June 2, 2006

Older treatment for ovarian cancer gets new push from NCI

Featured Image

Marta Crispens, M.D.

Older treatment for ovarian cancer gets new push from NCI

When it comes to treating advanced ovarian cancer, what's old is new again.

With positive results from a phase III clinical trial, the National Cancer Institute recently announced its support for intraperitoneal (IP) chemotherapy for some women with stage III ovarian cancer.

While not a new approach, IP is making a bit of a comeback and helping extend life for patients with advanced ovarian cancer. It involves inserting a catheter directly into the abdomen, allowing higher doses of two common cancer fighters, cisplatin and paclitaxel, to be pumped straight into the peritoneum, the area where ovarian cancer is most likely to spread.

“IP therapy has been around for decades, but it's not been used commonly in treating ovarian cancer because of the toxicity associated with it,” said Marta Crispens, M.D., a gynecological oncologist with the Vanderbilt-Ingram Cancer Center, who uses IP therapy on a case-by-case basis.

In the most recent clinical trials, Crispens said women with advanced ovarian cancer who received IP therapy compared with standard chemotherapy had a 16-month survival advantage.

“When you think about increments of surviving cancer — three, four, six months — those are huge numbers. We get really excited because 16 months is something you never see, or very rarely see,” she said.

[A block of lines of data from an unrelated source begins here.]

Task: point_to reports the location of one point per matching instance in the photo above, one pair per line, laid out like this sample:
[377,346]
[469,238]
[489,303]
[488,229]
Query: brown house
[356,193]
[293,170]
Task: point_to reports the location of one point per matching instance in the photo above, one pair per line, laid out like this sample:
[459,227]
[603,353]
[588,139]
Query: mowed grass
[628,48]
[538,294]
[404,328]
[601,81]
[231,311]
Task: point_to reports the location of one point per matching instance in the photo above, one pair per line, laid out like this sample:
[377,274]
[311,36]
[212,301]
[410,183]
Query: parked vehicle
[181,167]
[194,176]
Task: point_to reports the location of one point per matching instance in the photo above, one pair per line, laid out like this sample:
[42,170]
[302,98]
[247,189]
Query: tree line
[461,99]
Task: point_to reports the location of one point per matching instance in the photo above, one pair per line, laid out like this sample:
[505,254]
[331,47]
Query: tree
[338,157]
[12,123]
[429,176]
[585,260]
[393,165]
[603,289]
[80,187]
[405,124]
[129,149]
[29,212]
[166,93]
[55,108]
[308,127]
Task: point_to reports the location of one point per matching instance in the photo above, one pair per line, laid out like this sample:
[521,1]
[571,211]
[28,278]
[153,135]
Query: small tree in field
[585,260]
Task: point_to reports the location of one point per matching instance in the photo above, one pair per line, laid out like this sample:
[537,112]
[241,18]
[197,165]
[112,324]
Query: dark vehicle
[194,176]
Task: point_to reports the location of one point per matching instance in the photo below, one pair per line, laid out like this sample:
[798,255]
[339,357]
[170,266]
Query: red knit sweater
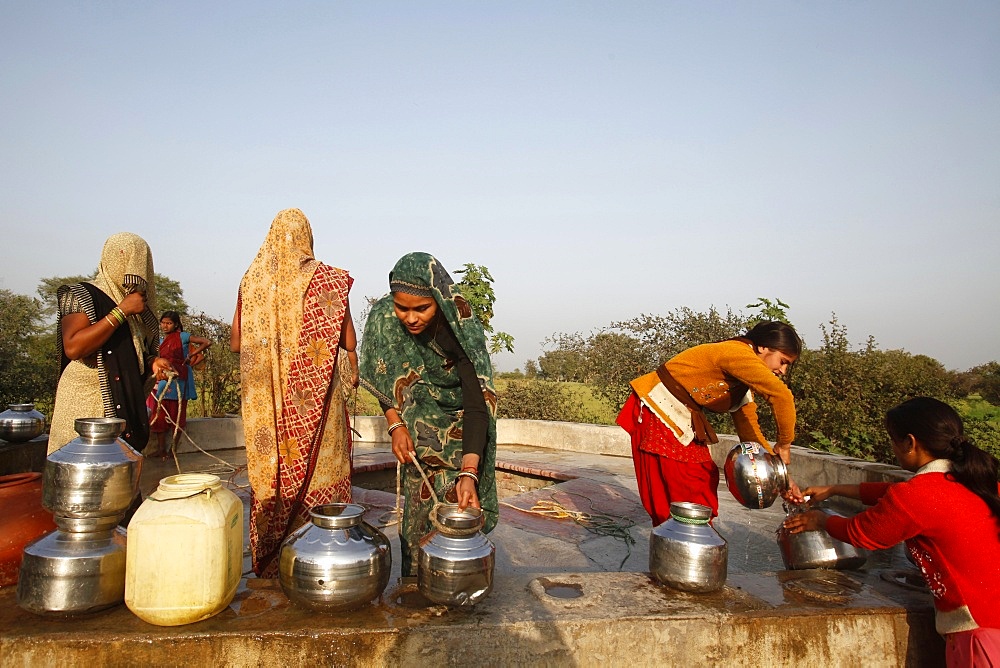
[951,535]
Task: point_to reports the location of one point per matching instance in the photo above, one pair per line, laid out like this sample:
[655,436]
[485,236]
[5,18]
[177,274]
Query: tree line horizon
[841,392]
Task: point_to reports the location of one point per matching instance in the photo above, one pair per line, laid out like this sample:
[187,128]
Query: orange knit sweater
[717,375]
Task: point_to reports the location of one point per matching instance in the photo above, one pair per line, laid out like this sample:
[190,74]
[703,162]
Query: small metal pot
[754,476]
[21,422]
[336,562]
[818,549]
[686,552]
[455,563]
[92,479]
[65,573]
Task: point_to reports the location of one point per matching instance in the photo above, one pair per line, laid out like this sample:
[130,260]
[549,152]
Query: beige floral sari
[294,385]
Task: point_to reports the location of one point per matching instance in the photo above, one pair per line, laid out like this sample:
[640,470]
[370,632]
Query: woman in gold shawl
[292,322]
[108,336]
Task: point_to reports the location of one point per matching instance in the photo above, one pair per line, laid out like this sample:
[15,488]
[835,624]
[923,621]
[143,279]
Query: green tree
[985,381]
[567,360]
[218,383]
[28,364]
[477,288]
[769,311]
[842,395]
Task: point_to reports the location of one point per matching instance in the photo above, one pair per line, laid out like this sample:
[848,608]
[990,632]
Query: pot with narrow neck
[754,476]
[455,562]
[817,549]
[21,422]
[337,562]
[686,552]
[90,482]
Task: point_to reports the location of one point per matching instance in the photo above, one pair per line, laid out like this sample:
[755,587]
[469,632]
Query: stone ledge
[620,618]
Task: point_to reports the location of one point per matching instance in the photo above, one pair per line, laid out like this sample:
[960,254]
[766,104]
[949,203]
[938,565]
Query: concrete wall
[809,467]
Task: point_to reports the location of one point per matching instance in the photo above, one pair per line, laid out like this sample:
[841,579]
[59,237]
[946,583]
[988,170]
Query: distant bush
[542,400]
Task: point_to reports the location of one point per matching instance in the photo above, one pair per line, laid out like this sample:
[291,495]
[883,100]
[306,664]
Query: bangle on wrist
[467,474]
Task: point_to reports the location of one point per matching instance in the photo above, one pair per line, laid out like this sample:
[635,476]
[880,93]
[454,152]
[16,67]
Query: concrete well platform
[563,594]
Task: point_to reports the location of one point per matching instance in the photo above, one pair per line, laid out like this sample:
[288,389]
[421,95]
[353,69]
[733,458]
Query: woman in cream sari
[292,323]
[108,336]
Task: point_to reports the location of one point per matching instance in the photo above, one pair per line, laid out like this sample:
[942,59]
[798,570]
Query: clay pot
[22,521]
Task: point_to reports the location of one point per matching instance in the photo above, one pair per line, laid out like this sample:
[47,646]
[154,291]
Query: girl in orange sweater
[665,413]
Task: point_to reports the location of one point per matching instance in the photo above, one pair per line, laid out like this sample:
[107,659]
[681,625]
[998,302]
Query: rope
[222,467]
[601,524]
[447,531]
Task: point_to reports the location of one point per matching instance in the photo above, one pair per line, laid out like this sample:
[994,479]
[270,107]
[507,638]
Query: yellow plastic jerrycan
[184,553]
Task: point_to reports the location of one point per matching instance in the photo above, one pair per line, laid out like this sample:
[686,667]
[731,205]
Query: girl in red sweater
[949,516]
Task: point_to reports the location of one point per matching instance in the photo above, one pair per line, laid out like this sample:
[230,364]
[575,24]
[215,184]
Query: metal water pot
[754,476]
[818,549]
[67,573]
[21,422]
[89,483]
[686,552]
[336,562]
[455,563]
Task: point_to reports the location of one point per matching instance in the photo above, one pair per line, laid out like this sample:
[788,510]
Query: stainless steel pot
[336,562]
[686,552]
[455,563]
[754,476]
[21,422]
[65,573]
[89,483]
[818,549]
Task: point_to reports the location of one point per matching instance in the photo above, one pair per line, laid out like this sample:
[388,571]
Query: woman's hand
[818,493]
[468,495]
[402,445]
[793,494]
[133,304]
[813,520]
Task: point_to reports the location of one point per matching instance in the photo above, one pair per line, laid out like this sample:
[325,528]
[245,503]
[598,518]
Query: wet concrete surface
[563,594]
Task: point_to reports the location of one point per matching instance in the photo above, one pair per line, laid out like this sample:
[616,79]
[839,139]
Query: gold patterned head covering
[272,293]
[126,267]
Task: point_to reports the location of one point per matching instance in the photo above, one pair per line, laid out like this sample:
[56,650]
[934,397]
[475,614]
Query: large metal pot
[818,549]
[21,422]
[65,573]
[754,476]
[686,552]
[336,562]
[90,482]
[455,563]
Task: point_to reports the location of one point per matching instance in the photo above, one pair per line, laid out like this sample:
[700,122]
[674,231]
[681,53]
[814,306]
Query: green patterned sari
[411,374]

Why does this targeted treatment improve survival so dramatically? Crispens said it could be the direct exposure of the tumor to the chemotherapy drugs, but it could also be the high doses IP therapy allows and the prolonged period of exposure to the drugs.

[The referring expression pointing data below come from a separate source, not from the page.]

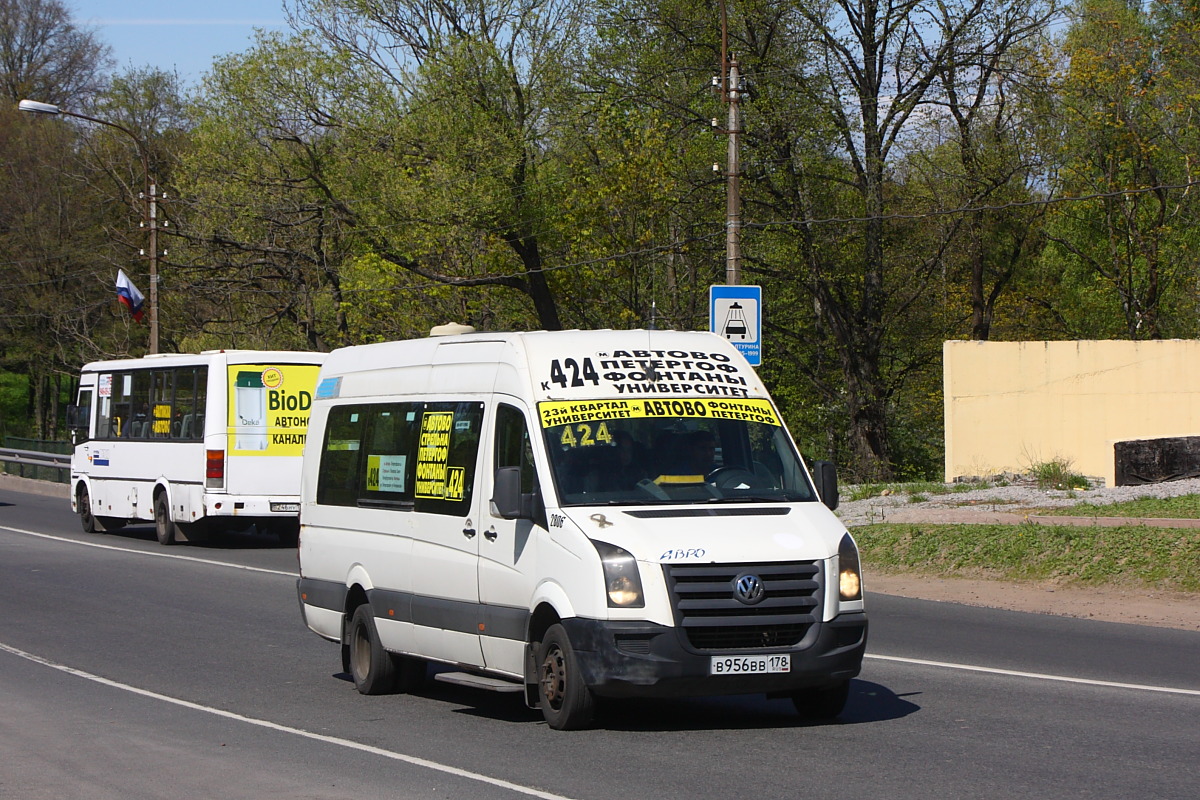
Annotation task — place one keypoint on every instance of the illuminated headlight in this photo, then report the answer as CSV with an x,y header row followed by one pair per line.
x,y
622,581
850,576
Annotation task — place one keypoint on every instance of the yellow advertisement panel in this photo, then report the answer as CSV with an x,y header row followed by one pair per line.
x,y
435,477
269,408
568,413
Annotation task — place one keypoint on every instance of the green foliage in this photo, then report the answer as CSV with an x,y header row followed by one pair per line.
x,y
1055,474
13,403
1153,558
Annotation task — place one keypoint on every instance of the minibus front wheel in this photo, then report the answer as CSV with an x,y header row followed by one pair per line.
x,y
371,666
567,703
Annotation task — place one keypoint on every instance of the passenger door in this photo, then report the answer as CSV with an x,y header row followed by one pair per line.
x,y
508,569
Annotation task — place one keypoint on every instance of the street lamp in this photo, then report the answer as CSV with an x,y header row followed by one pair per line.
x,y
149,196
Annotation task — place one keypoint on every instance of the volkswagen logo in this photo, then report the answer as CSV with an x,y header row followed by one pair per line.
x,y
749,589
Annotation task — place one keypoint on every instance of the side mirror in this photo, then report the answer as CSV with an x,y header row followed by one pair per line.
x,y
825,474
507,499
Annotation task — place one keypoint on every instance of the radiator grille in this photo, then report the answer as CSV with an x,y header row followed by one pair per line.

“IP therapy is a much slower, more prolonged absorption into the bloodstream from the peritoneal cavity. You don't see the prolonged high levels in IV chemotherapy. You get peaks and then it comes back down,” she added.

But Crispens said there are drawbacks to IP therapy. In the most recent clinical trial, only four out of 10 women were able to complete the planned six cycles of treatment.

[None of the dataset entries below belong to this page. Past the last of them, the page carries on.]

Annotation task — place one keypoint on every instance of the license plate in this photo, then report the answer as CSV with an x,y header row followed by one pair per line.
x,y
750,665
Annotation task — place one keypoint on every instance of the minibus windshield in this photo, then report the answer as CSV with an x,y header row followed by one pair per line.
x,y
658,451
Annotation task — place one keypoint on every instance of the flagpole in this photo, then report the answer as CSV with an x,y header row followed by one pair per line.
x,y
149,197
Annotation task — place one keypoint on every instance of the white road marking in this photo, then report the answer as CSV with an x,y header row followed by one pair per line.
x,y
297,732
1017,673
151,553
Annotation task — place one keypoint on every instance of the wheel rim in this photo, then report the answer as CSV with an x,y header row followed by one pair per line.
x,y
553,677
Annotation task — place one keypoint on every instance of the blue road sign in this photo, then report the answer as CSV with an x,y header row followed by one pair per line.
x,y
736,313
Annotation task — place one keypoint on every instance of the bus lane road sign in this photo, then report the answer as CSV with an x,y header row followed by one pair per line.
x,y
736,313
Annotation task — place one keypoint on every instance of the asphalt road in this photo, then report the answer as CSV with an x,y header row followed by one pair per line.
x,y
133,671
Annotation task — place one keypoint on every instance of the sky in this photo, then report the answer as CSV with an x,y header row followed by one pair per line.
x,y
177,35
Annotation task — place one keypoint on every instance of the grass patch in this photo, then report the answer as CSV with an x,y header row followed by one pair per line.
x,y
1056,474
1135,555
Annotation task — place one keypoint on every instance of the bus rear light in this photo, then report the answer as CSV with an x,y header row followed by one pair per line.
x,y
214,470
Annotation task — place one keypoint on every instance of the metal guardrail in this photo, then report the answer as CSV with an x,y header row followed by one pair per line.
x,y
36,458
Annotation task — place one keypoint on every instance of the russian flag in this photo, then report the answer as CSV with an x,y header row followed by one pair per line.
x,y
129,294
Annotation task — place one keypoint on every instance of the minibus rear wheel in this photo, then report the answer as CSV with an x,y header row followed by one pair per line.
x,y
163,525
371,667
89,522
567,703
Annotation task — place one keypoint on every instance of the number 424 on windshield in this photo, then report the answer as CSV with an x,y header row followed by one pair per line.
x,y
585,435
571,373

“One of the biggest problems is the catheter into the peritoneal cavity is an irritant and the body reacts to it, typically forming a sheath and clogging up the catheter and preventing it from working.”

Despite the drawbacks, survival rates still climbed to unusually high numbers. “The median survival rates for women with stage three or stage four ovarian cancer is only two to three years. If you add 16 months to that you're pushing median survival rates out to four to five years,” said Crispens.

But IP therapy isn't for all women with ovarian cancer. Crispens said women with stage I or very early disease need a small amount of chemotherapy as a precaution, but they don't need the high doses used in IP therapy.

Women with a recurrence of ovarian cancer are typically not good candidates because the cancer is usually too large or the patient may be resistant to chemotherapy.

IP therapy is also not the best line of treatment for women who, despite surgery, have greater than 1 centimeter of cancerous tissue left behind.

However, despite the drawbacks, Crispens said most women who have ovarian cancer do fit the bill for IP therapy. “Three quarters of women present at an advanced stage of the disease and we can perform surgery to remove as much as possible,” said Crispens.

Ovarian cancer has been said to be a cancer that is not silent, it whispers. Yet the warning signs, like bloating and frequent urination, are subtle and could be dismissed as common problems among aging women.

“Particularly as women approach the change in life,” added Crispens. “Early signs of ovarian cancer are often dismissed as irritable bowel syndrome before a diagnosis is made.”